Former West Valley fuel reprocessing cell dismantled

June 5, 2023, 9:30AMRadwaste Solutions

An excavator with a hydraulic hammer is used to dismantle the chemical process cell, as part of the deconstruction of the main plant process building at DOE-EM’s West Valley Demonstration Project. (Photo: DOE)

Work crews are currently dismantling the chemical process cell at the West Valley Demonstration Project in New York, with work expected to be completed over several months, the Department of Energy’s Office of Environmental Management noted late last month. Demolition of the cell, part of West Valley’s main plant processing building, includes the removal of racks used decades ago to store high-level radioactive waste canisters.

According to DOE-EM, a 2023 priority is to dispose of 9,000 tons of demolition waste from the processing building, one of the site’s last remaining major facilities. The demolition is expected to take about 30 months to complete.

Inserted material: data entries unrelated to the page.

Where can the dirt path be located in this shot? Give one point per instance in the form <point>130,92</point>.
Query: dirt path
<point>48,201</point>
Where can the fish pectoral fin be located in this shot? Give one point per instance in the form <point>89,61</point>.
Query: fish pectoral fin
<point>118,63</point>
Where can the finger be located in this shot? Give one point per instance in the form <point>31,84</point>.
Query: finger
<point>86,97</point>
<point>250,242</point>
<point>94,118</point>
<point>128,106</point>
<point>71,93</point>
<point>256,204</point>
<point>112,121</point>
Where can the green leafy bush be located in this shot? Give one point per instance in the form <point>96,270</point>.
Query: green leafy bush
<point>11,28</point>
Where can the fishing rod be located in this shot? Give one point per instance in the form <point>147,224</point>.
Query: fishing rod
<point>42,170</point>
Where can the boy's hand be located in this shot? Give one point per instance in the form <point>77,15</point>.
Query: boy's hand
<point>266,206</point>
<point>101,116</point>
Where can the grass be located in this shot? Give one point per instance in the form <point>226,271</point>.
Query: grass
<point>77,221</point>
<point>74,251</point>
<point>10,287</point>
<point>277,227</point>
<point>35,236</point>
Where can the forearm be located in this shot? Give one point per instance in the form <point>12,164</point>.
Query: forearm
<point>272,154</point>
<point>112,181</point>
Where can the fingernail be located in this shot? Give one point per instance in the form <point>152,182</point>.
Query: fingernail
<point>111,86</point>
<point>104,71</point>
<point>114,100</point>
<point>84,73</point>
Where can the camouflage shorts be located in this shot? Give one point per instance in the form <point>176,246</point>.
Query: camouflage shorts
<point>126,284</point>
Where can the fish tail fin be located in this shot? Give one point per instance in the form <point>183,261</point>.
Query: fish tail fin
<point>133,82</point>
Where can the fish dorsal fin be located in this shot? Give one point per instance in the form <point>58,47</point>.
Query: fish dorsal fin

The work: Earlier this year, work crews used a heavy-duty excavator with a hydraulic hammer to take out the outermost 3 feet of the cell’s 5-foot-thick reinforced-concrete walls. This lower-risk work allowed workers with CH2M HILL BWXT West Valley, DOE-EM's contractor for the project, to perform other deconstruction activities in parallel, which helped to accelerate the project’s schedule and lower cost, according to DOE-EM.

Located at ground level on the west side of the plant, the more than 2,000-square-foot cell was designed to dissolve sheared spent nuclear fuel and to reduce the volume of high-level waste generated in fuel reprocessing. The floor and the lower portion of its walls are lines with stainless steel.

Some history: Between 1985 and 1987, workers performed remote decontamination activities to support the conversion of the cell into a facility for the interim storage of vitrified high-level waste canisters. Crews installed storage racks for the 10-foot-long canisters.

In 2017, DOE-EM workers removed 278 high-level waste canisters from that storage facility and safely relocated them to a temporary on-site storage pad until a permanent repository is available for their disposal.